Edwige Armand: After studying visual arts, Edwige Armand pursued a master’s degree in digital creation, where questions of technology, the creative process and the living body are at the centre of her creations and her theoretical axes. Thanks to a thesis grant, she is building her research-creation around the notions of meta-body, infralanguage and singularity, which question the human and non-human future, and the perceptive and cognitive transformations engendered by the deployment of science and technology. She chairs the association Passerelle Art Science Technologie and is a member of the board of directors of the Transversale des Réseaux Arts Sciences. She teaches art at the Institut National Polytechnique (Toulouse).

Gisèle Trudel: Gisèle Trudel is an artist. She works under the name Ælab since 1996, an artistic research unit co-founded with Stéphane Claude. Ælab’s commitment to collaboration and creative dissemination are ways of thinking and doing that try to bridge different methods of inquiry. Their process-oriented investigations creatively engage art and technology as intertwined with philosophy. Trudel is a professor at UQAM’s École des arts visuels et médiatiques since 2003 and a member of Hexagram since 2004. She holds the Canada Research Chair MÉDIANE in Arts, Ecotechnologies of Practice and Climate Change (2020-2025).

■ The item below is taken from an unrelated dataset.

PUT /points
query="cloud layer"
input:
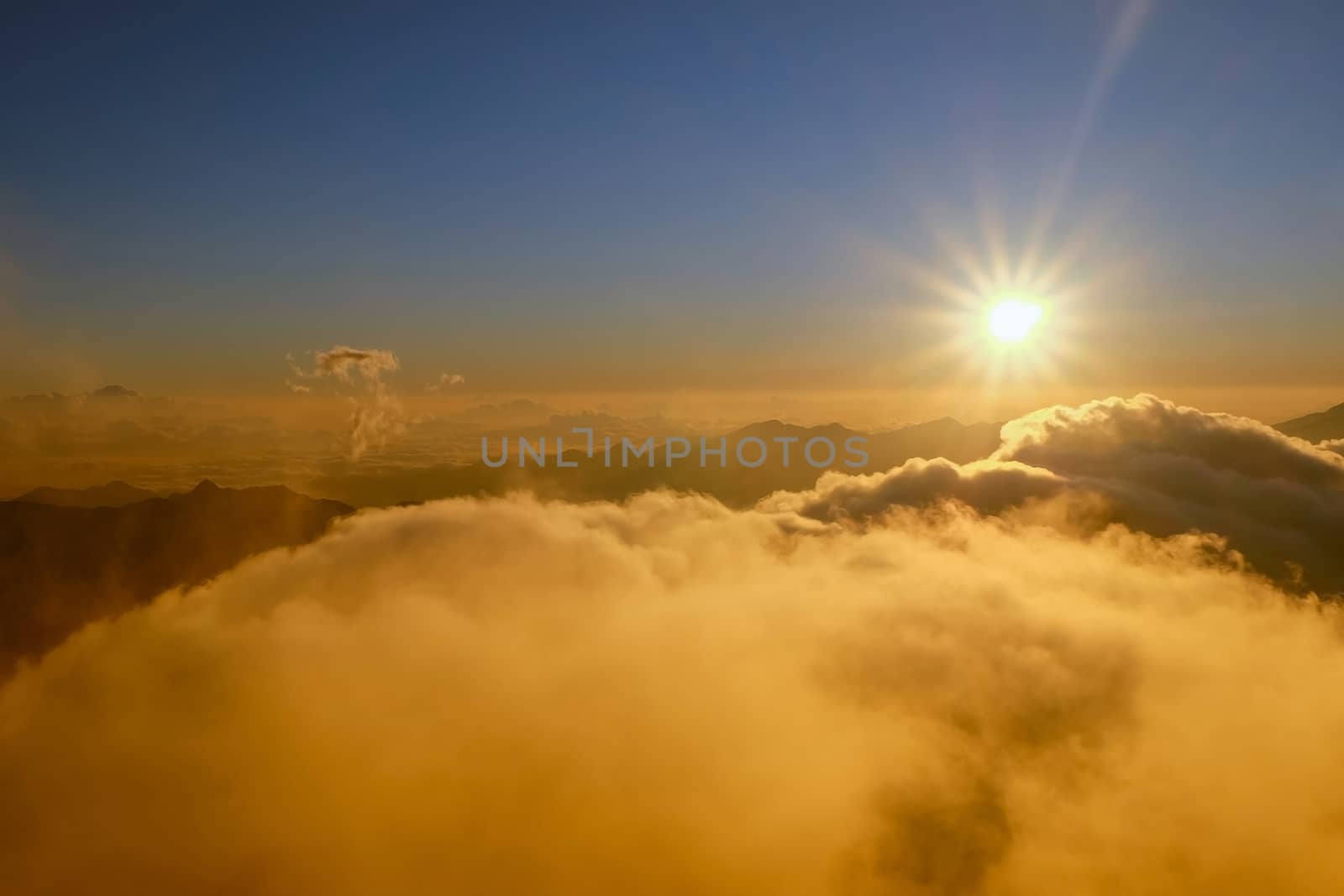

Navid Navab: Navid Navab is a media alchemist, multidisciplinary composer, audiovisual sculptor, phono-menologist, perSonifier, gestureBender, and interdisciplinary artist-researcher. Interested in the poetics of schizophonia, gesture, materiality, and embodiment, his work investigates the transmutation of matter and the enrichment of its inherent performative qualities. Making the imperceptible palpable, Navid uses gestures, rhythms and vibration from everyday life as basis for real­time compositions, resulting in augmented acoustical­ poetry and painterly light that enchants improvisational, and pedestrian movements.

Danny Perreault: Danny Perreault is a researcher and artist. He creates audio-visual works, and participated in co-creation labs presented during internationals festivals in Canada, Europe and Africa. He holds a MA in communication (experimental media research-creation) from Université du Québec à Montréal. His master’s thesis, submitted in 2013, focused on video mapping. He is interested in both the aesthetic and social impacts of digital arts. He is currently pursuing a reaserch-creation PHD at UQAM’s communication faculty. His thesis project is questioning the uses of the participatory and creatives strategies behind the creation of digital scenographies. He is also supervising students in the development of interactive urban scenography projects.